Here are some ideas for helping that child become successful, happier, and more accomplished at home or at school:

  • When your student arrives at the kitchen table (or the classroom) in the morning, give him a specific job to do (clean the white board, get out the cereal bowls) and thank him. This helps with anxiety by beginning the day with a sense of accomplishment.  In addition, he gets to feel good about helping adults.
  • During class, your student can sit on an exercise ball. If there isn’t money in the budget for this, try experimenting with him sitting underneath his desk or in a corner on the carpet to complete assignments or take tests, since confined spaces may make him feel safe.  If he needs more space and feels confined by having too many students around him, set aside a space just for him, if possible.  Again, anxiety reduction.
  • Place a sensory strip underneath his desk so he can fidget with that instead of nudging his neighbor.  
  • Provide him with “talk tickets” to reduce blurting out.
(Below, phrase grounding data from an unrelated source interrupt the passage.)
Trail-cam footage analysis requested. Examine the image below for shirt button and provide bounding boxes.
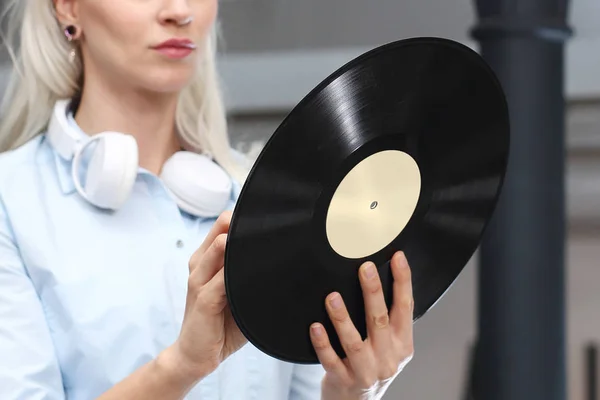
[176,240,184,248]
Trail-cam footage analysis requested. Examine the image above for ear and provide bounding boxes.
[53,0,79,27]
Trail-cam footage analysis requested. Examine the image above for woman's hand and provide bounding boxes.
[310,251,414,400]
[167,211,248,382]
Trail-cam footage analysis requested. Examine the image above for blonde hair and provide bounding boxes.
[0,0,246,183]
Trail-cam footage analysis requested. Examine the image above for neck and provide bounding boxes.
[74,75,182,175]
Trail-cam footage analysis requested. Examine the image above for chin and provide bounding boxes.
[142,64,196,93]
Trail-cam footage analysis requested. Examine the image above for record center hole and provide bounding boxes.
[370,201,378,210]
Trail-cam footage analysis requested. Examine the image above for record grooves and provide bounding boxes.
[224,37,510,364]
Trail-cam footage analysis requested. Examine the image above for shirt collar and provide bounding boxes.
[53,148,77,195]
[51,110,88,195]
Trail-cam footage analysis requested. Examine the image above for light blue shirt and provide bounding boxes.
[0,115,326,399]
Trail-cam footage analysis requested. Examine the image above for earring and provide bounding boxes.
[64,25,77,41]
[64,25,78,63]
[69,48,77,63]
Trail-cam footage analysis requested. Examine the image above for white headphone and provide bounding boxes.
[46,99,233,218]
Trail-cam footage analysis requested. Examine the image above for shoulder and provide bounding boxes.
[0,134,51,192]
[230,147,255,170]
[227,146,255,200]
[0,133,59,239]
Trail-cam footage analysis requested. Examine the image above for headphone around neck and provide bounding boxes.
[46,99,233,218]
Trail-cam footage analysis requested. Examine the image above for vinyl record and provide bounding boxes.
[224,37,510,364]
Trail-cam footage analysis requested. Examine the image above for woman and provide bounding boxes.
[0,1,415,399]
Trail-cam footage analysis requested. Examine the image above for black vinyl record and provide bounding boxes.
[224,37,510,364]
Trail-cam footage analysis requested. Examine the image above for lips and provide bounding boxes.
[153,38,197,59]
[154,38,197,50]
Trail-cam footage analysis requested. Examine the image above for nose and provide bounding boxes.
[159,0,193,26]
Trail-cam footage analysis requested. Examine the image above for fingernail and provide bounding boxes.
[362,262,376,279]
[329,293,342,310]
[311,323,323,337]
[397,252,409,268]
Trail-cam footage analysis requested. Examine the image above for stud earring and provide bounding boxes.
[64,25,77,41]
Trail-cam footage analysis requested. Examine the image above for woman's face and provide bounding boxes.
[55,0,218,93]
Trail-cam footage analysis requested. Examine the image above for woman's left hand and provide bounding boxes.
[309,251,414,400]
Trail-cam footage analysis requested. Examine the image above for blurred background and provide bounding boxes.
[1,0,599,399]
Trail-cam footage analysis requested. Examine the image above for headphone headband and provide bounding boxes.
[47,99,82,160]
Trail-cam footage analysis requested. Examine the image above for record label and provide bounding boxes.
[325,150,421,259]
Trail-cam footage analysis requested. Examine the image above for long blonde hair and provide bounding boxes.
[0,0,246,183]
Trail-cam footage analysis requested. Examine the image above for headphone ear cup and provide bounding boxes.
[161,151,232,218]
[84,133,139,210]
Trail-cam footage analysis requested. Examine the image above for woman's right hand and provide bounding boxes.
[167,211,247,382]
[94,211,246,400]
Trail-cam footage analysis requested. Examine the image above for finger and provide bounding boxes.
[325,292,375,385]
[200,211,232,254]
[189,233,227,287]
[196,267,227,316]
[309,322,352,384]
[189,211,232,273]
[358,261,392,354]
[389,251,414,344]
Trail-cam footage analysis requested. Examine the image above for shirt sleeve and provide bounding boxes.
[0,196,66,400]
[288,363,327,400]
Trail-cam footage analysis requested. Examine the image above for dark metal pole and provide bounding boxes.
[470,1,572,400]
[587,343,598,400]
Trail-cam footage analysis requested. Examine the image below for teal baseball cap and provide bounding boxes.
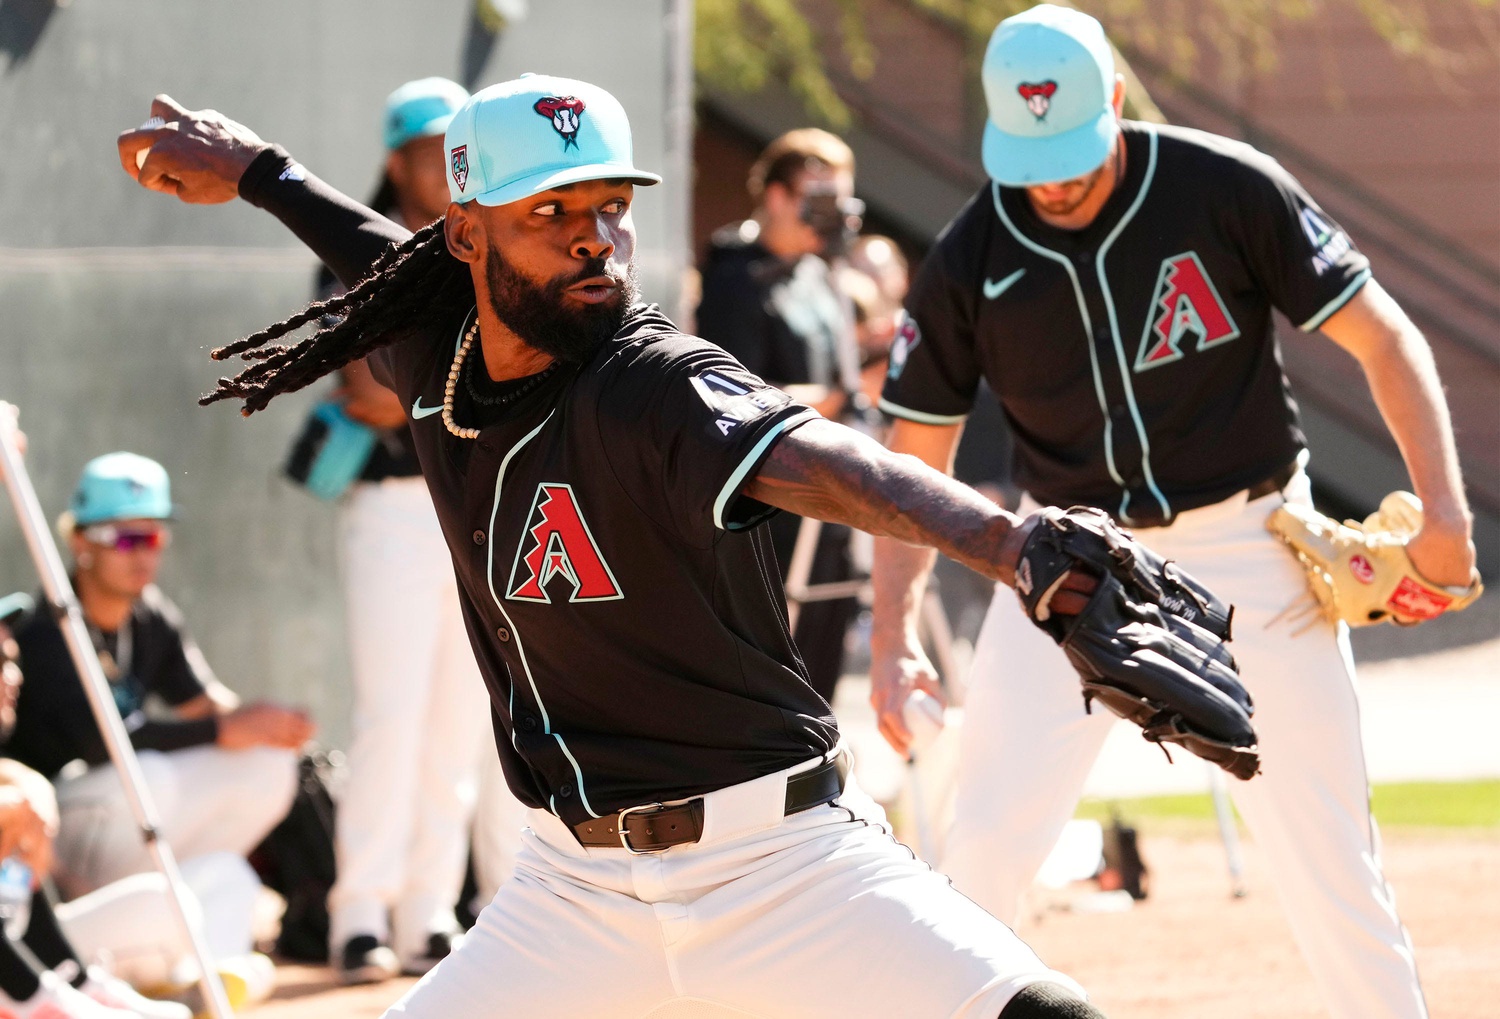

This way he has (3) times to speak out in class, instead of the usual (much larger) amount.
  • Right after lunch, your student can lead the class in chair push-ups for 32 seconds. (Pick some number that is likely to get the attention of the whole class.)  This helps him meets sensory needs and lets him be a leader.
  • If you notice your student getting discouraged, ask him to refill your water bottle. This allows him to move, get a short break from what is overwhelming him, and refocus.  Or maybe your student just needs to get a drink down the hall.  This accomplishes the same thing–movement, getting away, hydration!  (So important for brain work.)
  • After recess, your student can clean a desk or two using the “wax on, wax off” idea of crossing the mid-line to help with anxiety, sensory issues and concentration. 
  • Try using “Brain Gym” exercises with your whole class to get everyone back on track, should the need arise.
  • For the next week, try giving your student a star, a smiley face, or a high five every time you see him practice self-control in your classroom so he comes home with positive input instead of negative.  You could make a home chart for improvement there, too.

Who knows, maybe Behavior Helper will become your next favorite recipe!